You know I prefer to bring you cheer: exciting episodes from my usually fun-filled life, presented as a counterbalance to the depression-inducing reality that fills the pages of the mainstream media. However, I’m about to tell you of an experience so alarming I genuinely suggest that, before reading it, you sit down. Or if you’re already sitting, stand up and then sit down. Now read on.
With the recent publication of my book (you have already ordered your copy, yes?), the Council—never one to ignore a chance to get their grubby hands on someone else’s triumph—rang to invite me to open this summer’s village fete. Naturally, I was flattered, and naturally, I agreed to take part.
Yesterday was the first meeting of the Fete Committee, and I was asked to attend, meet the group’s members and get a feel for the festivities planned. In all honesty, I don’t give a rat’s patooie about what exactly is going to go on; I’m the type of gal who can enjoy herself whether moles get whacked or not.

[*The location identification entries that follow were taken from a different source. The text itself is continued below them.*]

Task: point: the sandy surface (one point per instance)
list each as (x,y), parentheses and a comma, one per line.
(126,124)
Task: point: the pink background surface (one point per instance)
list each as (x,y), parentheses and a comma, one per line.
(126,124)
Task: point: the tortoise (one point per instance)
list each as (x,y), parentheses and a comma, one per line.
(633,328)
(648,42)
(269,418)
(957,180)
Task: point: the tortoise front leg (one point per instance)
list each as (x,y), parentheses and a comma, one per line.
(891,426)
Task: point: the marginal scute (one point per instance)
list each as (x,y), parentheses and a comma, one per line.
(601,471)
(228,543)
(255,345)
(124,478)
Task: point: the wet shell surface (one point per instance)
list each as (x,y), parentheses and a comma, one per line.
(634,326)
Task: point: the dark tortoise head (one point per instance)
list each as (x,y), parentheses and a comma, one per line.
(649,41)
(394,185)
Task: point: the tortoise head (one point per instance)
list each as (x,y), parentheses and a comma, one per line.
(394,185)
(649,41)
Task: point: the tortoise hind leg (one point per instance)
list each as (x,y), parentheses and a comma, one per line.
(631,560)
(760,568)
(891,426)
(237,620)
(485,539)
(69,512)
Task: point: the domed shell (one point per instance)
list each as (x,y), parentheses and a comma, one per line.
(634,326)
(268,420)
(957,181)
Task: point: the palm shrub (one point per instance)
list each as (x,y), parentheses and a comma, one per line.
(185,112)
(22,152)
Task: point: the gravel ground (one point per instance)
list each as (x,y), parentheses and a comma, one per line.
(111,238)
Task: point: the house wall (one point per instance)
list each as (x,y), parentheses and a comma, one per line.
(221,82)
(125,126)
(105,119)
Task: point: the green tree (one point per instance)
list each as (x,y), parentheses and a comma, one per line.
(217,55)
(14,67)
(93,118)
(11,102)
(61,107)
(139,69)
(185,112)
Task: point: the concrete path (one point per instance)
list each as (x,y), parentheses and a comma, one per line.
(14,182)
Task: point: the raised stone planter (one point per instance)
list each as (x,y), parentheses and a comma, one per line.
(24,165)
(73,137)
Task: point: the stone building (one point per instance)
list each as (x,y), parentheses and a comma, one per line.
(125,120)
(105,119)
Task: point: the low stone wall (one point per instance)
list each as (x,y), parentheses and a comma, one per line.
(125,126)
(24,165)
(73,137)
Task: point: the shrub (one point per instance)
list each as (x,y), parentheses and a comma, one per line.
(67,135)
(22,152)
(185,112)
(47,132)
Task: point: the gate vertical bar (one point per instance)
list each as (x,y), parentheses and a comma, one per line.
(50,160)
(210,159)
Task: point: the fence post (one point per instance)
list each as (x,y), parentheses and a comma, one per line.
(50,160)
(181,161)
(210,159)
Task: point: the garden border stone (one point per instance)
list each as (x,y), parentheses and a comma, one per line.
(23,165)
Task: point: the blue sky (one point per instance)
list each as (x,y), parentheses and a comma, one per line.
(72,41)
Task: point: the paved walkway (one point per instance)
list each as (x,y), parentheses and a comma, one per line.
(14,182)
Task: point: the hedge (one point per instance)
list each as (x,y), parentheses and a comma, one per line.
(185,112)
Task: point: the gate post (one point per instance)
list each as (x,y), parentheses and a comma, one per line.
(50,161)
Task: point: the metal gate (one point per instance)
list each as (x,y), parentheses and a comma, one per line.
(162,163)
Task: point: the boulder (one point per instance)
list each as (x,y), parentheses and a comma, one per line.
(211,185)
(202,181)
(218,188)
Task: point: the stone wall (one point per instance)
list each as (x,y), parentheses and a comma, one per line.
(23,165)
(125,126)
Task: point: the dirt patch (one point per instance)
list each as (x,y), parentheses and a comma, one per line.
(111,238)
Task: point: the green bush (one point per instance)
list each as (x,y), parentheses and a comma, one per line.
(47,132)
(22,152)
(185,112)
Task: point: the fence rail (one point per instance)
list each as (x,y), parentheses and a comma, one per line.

But what I saw at that meeting has me very worried about the event’s success and, in some ways, the future of our entire nation.
Apparently, there’s a rumour going round that a minor royal—I won’t mention names but I can tell you it’s not her, or him, or the other two—might be in the village that weekend, and the committee spent more than fifty minutes (I counted) debating about what to do with this person: should they hold a parade? should they make him a judge of some contest? and yes, should he open the fete?
Now I remained silent throughout. I understand the importance of a visit like this: it could be a real coup for shops that sell royal-themed junk, our community foundation might get a boost, we might get mentioned in the national press, etc. My own self esteem does not rely on the village’s adoration (and if it did, I still wouldn’t be troubled since my book’s been at the top of the Village News’ Bestsellers List every day since its debut). I’m not even worried that the meeting ended before any decisions were made. I am happy to pencil in the day on my calendar and rub it out if the Committee decides to go in favour of Sir Blueblood.
What blew my effing mind, though, was the fact that the name of the village—the village in which all of us present at the meeting live—was misspelled on the agenda. And not one single person commented on it.
Whether they noticed and were just shy, I cannot say. But what I can say is that this kind of outrage cannot go by unremarked upon. Needless to say, I wrote up a quick but shaming note which I left in the Council’s suggestion box as I left.
Please know that I am out there, fighting for all of you who care about civic pride and precise spelling. When we refuse to speak out against ignorance like this, it can lead healthy people to suicide, religious people to corruption and friendly nations to world wars (read your history books, if you don’t believe me).
What you’ve just read here is shocking I know, but sometimes the truth is. I just felt it was important to tell you what occurred. That way, if you happen to hear that the police were at my house this morning to arrest me for making terrorist threats, you won’t be confused. I mean they didn’t even issue an official caution, so why this is even an issue I cannot comprehend.